Note that you could likely remove a number of the Using statements to optimize your code.

With these three elements working together, you can run the application and you will get the following results:

image

The thing you want to do now is to get this to the Media Streaming Services.

Uploading the XAP File into the Media Streaming Services

After you build your SL app, you’ll want to upload the XAP file into the Media Streaming Services.

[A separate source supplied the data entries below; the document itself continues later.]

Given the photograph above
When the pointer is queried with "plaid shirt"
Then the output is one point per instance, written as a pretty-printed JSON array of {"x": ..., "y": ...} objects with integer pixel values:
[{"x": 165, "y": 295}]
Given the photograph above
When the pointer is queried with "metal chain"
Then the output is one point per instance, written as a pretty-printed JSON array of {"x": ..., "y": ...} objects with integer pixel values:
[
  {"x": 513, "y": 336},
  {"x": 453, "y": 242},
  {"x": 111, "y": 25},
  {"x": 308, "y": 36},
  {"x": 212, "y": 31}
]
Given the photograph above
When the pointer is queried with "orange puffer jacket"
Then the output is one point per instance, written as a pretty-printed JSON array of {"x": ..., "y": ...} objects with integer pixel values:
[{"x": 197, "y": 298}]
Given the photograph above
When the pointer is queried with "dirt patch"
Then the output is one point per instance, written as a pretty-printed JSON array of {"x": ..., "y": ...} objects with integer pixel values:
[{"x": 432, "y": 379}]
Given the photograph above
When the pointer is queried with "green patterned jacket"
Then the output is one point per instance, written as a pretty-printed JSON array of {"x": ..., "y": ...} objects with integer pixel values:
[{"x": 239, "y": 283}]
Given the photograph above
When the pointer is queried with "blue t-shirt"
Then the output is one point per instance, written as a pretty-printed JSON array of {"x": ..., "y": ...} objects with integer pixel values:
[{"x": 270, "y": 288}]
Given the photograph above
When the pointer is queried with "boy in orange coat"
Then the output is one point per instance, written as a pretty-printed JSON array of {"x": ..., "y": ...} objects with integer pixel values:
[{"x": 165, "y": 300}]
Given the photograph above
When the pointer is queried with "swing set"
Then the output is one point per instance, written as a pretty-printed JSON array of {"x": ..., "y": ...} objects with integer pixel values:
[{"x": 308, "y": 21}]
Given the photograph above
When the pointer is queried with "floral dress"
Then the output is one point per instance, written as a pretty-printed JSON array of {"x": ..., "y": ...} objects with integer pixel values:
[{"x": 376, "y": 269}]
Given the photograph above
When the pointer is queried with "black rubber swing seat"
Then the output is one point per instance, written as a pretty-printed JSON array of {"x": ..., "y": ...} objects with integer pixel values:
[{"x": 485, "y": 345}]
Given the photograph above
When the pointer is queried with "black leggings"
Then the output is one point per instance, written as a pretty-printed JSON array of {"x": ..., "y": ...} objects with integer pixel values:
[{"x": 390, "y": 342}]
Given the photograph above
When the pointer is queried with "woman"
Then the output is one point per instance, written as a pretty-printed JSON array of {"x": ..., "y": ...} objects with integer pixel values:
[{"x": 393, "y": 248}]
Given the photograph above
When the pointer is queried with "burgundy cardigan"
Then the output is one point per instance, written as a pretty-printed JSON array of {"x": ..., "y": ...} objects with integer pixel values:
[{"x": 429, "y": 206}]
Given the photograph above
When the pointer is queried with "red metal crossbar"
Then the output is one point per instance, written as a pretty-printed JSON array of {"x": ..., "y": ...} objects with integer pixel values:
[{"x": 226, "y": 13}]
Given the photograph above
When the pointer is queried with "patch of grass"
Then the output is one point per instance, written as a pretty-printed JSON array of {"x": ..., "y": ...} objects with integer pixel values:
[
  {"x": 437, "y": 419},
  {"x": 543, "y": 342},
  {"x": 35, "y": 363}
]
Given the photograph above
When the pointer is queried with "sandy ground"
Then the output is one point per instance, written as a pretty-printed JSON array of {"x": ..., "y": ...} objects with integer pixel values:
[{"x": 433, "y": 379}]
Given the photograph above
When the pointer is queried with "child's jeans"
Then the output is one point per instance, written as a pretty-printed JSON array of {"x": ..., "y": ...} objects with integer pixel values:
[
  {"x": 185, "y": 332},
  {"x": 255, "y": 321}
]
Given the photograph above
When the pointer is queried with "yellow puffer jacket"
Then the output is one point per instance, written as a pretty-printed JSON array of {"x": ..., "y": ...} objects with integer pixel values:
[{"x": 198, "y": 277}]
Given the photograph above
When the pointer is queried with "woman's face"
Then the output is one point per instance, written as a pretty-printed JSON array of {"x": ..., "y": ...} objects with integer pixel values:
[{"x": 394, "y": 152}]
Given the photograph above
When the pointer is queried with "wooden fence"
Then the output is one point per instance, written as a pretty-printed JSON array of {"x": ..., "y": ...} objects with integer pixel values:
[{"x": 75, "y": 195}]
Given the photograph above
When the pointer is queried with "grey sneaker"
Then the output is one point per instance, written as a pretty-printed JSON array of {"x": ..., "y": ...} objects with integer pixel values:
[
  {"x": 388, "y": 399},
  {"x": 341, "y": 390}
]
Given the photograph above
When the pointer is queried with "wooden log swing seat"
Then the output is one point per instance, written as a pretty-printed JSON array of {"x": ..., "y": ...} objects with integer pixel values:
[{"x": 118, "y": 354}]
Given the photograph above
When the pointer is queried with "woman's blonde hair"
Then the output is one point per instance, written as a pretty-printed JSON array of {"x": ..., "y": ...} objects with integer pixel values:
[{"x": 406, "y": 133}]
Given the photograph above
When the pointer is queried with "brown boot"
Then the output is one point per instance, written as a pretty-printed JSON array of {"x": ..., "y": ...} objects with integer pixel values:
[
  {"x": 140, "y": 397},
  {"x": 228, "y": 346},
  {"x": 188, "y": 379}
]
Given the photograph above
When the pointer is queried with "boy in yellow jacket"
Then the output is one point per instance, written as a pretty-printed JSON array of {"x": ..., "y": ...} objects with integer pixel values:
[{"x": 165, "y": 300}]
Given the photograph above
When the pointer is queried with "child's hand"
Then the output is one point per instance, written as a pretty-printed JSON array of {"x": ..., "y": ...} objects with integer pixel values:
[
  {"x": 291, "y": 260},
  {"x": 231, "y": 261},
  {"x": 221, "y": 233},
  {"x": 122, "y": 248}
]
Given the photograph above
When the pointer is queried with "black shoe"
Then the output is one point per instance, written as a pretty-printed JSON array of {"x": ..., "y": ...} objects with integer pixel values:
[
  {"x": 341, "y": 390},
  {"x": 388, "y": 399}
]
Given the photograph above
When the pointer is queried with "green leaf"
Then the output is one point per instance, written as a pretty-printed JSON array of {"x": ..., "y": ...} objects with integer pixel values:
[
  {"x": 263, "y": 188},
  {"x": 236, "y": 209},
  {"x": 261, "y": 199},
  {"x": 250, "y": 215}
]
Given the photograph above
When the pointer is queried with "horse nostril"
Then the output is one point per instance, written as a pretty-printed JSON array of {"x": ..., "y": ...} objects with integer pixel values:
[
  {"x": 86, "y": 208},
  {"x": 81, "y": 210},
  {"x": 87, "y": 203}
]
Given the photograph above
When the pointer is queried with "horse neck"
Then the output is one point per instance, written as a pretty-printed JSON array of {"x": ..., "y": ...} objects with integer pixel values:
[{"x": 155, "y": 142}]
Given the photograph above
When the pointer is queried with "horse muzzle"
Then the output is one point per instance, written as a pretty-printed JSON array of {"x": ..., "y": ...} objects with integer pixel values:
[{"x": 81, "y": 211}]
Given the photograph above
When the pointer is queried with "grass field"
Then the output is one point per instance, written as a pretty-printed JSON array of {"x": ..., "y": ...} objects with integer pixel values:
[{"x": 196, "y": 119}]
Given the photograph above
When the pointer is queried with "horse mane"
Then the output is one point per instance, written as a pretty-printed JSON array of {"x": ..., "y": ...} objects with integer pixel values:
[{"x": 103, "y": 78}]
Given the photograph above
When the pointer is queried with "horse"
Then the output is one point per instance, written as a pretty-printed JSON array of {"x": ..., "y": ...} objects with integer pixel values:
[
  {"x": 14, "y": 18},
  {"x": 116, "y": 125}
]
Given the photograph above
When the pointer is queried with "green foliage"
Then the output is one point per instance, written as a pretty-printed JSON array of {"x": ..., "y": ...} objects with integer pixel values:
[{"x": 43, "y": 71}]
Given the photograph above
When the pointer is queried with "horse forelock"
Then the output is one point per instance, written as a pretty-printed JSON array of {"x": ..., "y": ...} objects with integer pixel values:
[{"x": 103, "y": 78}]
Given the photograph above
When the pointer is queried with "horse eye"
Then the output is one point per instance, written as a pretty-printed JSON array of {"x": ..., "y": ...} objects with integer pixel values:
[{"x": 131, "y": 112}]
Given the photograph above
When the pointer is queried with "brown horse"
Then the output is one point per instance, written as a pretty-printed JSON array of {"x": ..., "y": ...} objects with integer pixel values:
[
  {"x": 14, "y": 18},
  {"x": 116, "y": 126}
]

To do this, go to http://silverlight.live.com/ and sign in with your Live account. Then click on Manage Applications and click Upload Application. Provide a name for the file you’re going to upload, click Create and then browse to your XAP file (i.e. your SL app) and then upload it to the Streaming Media Services.

Configuring the SL App

You’ll then need to click the Create link to create a manifest for the SL app. For my example, I only filled out a couple of the fields (see below), but you could complete others and even configure things like background images if you wanted.

image

Click Update when you’re done. You’ll then be presented with a number of different options for embedding the SL app into your web page. I typically use the first one, but you can use any one of these that would match your needs. So, copy the code and we’ll move onto the final step in the process.

image

 

 

 

Use the Content Editor Web Part to integrate the SL app with SP

Go to your SP site and click Site Actions and Edit Page. Click Add a web part and then select Content Editor Web Part from the gallery.

image

Once the web part’s been added, click the Open in tool pane link to configure the web part. Click the Source Editor and then paste the <iframe> code into the editor, which should look something like the following (depending on how you’ve configured the SL app).

image

Click Save, and voila your new whizbang SL app should render via the Streaming Media Services site. You can use the source editor to adjust the height and width if need be, and you can set the Chrome Type to none if you want. I personally like the cleaner look with the standard Content Editor Web Part title on the web part chrome. The end result should be the following:

image

 

 

Pretty cool! I will also mention that this not only works for your SharePoint site on premises (i.e. the SP instance your company hosts), but this also works for SP Online as well—so it’s a very easy way to code custom apps for SP Online. Further, this alleviates the need to do a lot of the web.config changes (so you don’t need direct admin access to the SP server), which is always helpful when you’re trying to develop and deploy cool and funky little apps for your shazammy SP site.

Happy coding all, and I hope this post was useful.